Beruhigend, entzündungshemmend, schmerzlindernd, krampflösend, antibakteriell, blutdrucksenkend, antidepressiv, hautregenerierend, wundheilend.
Anwendungsempfehlungen
- Muskel- und Gelenkschmerzen, Entzündungen, Muskelkrämpfe
- Stress, Angst, innere Unruhe, Depression
- Schlaflosigkeit
- Migräne, Kopfschmerzen
- Verbrennungen, Wunden, Hauterkrankungen (Akne, Ekzeme, Psoriasis, Juckreiz)
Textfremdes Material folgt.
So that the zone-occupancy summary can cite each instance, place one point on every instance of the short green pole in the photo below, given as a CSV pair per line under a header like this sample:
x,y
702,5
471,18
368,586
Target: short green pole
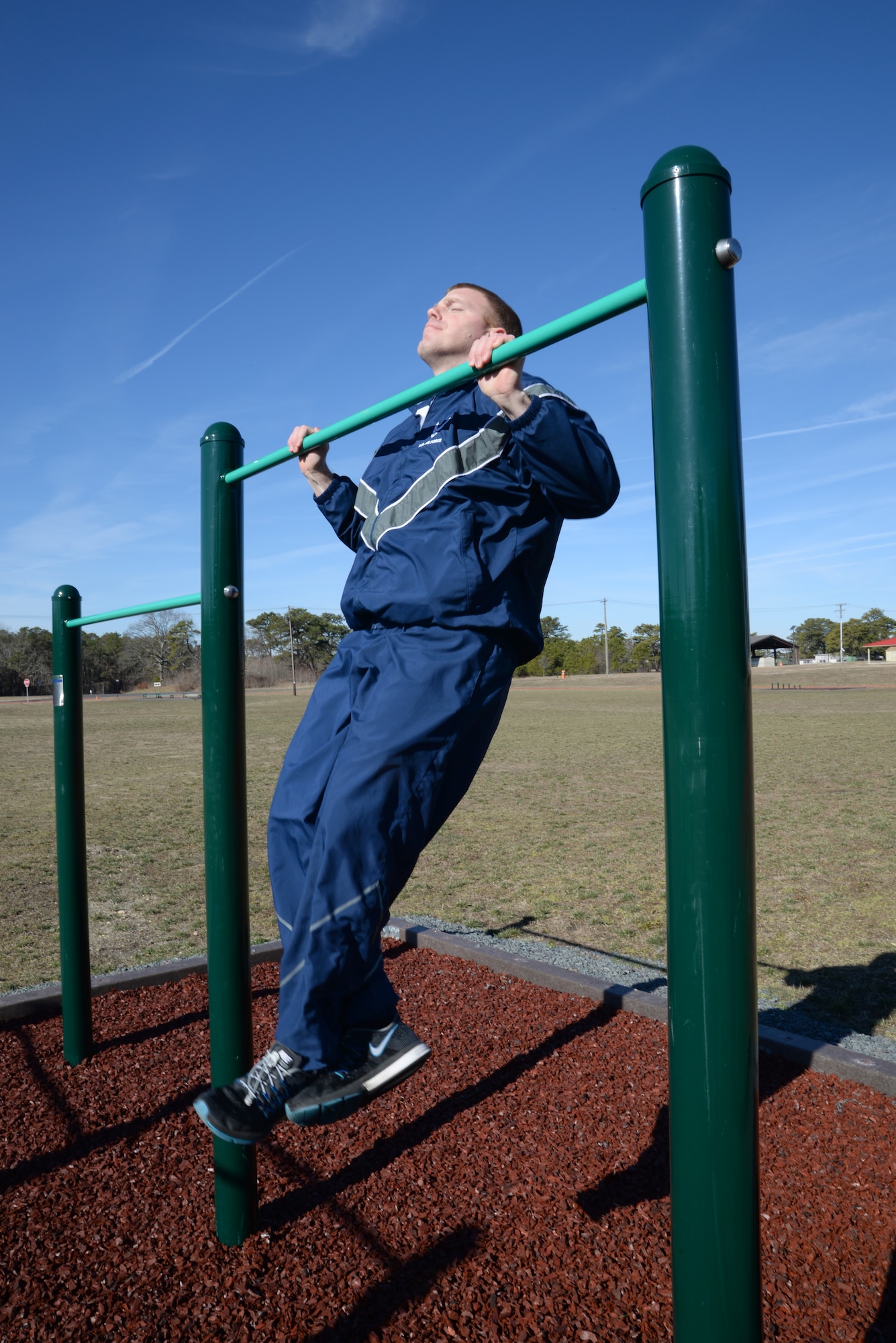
x,y
227,883
709,751
71,836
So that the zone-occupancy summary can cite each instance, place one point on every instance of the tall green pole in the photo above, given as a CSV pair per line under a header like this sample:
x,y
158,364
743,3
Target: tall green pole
x,y
227,883
709,750
71,837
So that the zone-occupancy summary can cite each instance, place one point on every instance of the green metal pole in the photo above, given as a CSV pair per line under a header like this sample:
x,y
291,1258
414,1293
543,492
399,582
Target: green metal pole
x,y
71,837
227,883
170,604
709,750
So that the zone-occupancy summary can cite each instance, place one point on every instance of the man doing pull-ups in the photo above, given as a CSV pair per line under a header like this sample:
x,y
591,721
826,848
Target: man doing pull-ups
x,y
454,527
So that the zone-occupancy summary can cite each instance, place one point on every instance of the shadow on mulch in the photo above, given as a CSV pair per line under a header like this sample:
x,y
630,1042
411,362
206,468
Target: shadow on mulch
x,y
843,999
514,1189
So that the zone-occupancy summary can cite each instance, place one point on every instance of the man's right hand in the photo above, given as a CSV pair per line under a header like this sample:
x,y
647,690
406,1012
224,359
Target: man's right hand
x,y
314,463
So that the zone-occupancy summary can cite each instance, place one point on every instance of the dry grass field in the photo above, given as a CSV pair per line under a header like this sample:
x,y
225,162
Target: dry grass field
x,y
561,833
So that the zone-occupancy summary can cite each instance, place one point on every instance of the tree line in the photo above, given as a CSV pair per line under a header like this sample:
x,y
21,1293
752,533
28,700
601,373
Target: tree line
x,y
819,635
165,647
635,652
- Neigung zu hohem Blutdruck
- Die beruhigende, spannungslösende Wirkung entfaltet sich besonders gut beim Verdampfen. In Kombination mit Mandarine, römischer Kamille oder Muskatellersalbei unterstützt es einen tiefen, erholsamen Schlaf.
- Zur Linderung von Wechseljahresbeschwerden kann es in einem Riechstift verwendet werden. Gut kombinierbar mit Sternanis- und Ylang-Ylang-Öl.
- Bei Menstruationskrämpfen als Unterbauch-Einreibung anwenden, gemischt mit einem Trägeröl und anderen krampflösenden, schmerzlindernden ätherischen Ölen wie Majoran, Lavendel, Anis oder Ylang-Ylang.
Warnhinweis
Die hier aufgeführten Wirkungen und Anwendungsgebiete dienen ausschließlich der Information und ersetzen keine ärztlich verordnete Behandlung oder die Beratung durch qualifizierte Aromatherapeuten.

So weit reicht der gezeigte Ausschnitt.